The cost paid for the stores was 9.2 million euros. The transfer of these stores involved the transfer of property, plant and equipment (0.7 million euros) and other liabilities (0.3 million euros). The acquisition resulted in 8.8 million euros in goodwill, which primarily reflected the value of advantageous locations.

In connection with this acquisition, acquisition-related costs of 0.3 million euros were reported in the income statement under other operating expenses.

All assumed receivables do not include any receivables that are expected to be uncollectible.

All goodwill is partially tax-deductible.
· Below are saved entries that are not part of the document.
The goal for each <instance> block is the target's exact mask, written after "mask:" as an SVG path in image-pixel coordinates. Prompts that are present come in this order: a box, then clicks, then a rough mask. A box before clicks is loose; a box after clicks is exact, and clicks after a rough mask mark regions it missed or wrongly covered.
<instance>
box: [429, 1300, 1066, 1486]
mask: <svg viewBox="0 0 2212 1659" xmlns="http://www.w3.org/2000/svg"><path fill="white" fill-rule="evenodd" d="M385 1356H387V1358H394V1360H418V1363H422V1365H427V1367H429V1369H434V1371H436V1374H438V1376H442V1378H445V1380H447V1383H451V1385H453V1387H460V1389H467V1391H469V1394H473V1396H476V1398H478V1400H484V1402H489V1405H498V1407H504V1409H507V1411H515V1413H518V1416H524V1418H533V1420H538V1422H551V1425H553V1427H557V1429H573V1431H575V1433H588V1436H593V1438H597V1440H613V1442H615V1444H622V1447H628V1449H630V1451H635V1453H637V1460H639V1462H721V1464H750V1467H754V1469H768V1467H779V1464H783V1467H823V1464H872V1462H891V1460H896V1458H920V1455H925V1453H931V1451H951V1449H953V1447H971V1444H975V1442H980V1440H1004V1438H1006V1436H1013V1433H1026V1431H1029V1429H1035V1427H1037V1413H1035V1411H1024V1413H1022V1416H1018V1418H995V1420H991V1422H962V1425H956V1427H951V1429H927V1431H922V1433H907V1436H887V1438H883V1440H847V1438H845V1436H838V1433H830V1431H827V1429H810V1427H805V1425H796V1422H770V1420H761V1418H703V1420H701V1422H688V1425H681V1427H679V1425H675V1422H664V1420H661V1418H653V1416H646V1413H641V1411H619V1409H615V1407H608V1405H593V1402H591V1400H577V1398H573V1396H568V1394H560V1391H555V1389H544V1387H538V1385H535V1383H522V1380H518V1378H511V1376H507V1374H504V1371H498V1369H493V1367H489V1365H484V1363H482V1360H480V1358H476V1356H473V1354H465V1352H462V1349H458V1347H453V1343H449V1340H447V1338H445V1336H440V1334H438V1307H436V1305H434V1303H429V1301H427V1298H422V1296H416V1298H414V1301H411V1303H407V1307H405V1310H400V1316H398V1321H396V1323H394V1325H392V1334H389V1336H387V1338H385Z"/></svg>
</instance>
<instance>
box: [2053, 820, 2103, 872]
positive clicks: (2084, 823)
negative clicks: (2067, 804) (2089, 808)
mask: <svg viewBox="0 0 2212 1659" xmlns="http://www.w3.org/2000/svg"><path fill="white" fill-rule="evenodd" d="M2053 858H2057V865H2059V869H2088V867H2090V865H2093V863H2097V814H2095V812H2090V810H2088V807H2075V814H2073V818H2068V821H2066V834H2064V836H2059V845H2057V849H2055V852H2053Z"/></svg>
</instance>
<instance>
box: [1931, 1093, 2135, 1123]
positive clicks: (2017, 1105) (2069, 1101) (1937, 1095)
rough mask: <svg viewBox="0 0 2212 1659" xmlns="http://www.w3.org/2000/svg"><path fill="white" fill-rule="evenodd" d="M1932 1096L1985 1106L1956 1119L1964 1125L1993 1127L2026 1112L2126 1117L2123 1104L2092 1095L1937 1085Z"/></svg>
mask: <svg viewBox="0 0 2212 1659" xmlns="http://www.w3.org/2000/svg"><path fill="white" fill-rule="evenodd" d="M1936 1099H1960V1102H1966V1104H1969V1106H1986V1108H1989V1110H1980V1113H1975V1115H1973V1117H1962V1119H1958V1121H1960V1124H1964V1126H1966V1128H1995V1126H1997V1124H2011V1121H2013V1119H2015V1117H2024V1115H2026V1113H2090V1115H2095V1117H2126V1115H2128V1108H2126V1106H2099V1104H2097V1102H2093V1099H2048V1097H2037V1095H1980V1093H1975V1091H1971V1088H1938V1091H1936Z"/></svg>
In the previous year, REWE Markt GmbH, Cologne, initially acquired 55.0 per cent of shares in Supermärkte Nord Verwaltungs GmbH, Supermärkte Nord Vertriebs GmbH & Co. KG and coop Logistik GmbH, each with its registered office in Kiel, as at 31 December 2016. The preliminary cost was 140.6 million euros. The acquisition resulted in 167.0 million euros in goodwill.

The final determination of the cost and REWE Markt GmbH's percentage shareholding in the Supermärkte Nord companies took place during the financial year. The shareholding amounts to 73.92 per cent; cost amounting to 187.8 million euros was paid. This resulted retrospectively in 186.3 million euros in goodwill.

Based on the purchase agreement dated 20 September 2017, OOO BILLA Realty, Moscow, Russia, acquired six stores in Russia. The acquisition took the form of an asset deal which does not meet the requirements of IFRS 3. The cost was 6.3 million euros. The acquisition resulted primarily in additions to intangible assets amounting to 5.5 million euros, operating and office equipment amounting to 0.4 million euros and liabilities amounting to 0.4 million euros.

In March 2018, DER Touristik Group GmbH, Cologne, acquired all shares in Travel Lab SAS, Saint-Ouen, France; see also note 43 "Events After the Balance Sheet Date". The cost paid will be conclusively determined after purchase price allocation. Due to incomplete accounting, no further disclosures in accordance with IFRS 3 can be made.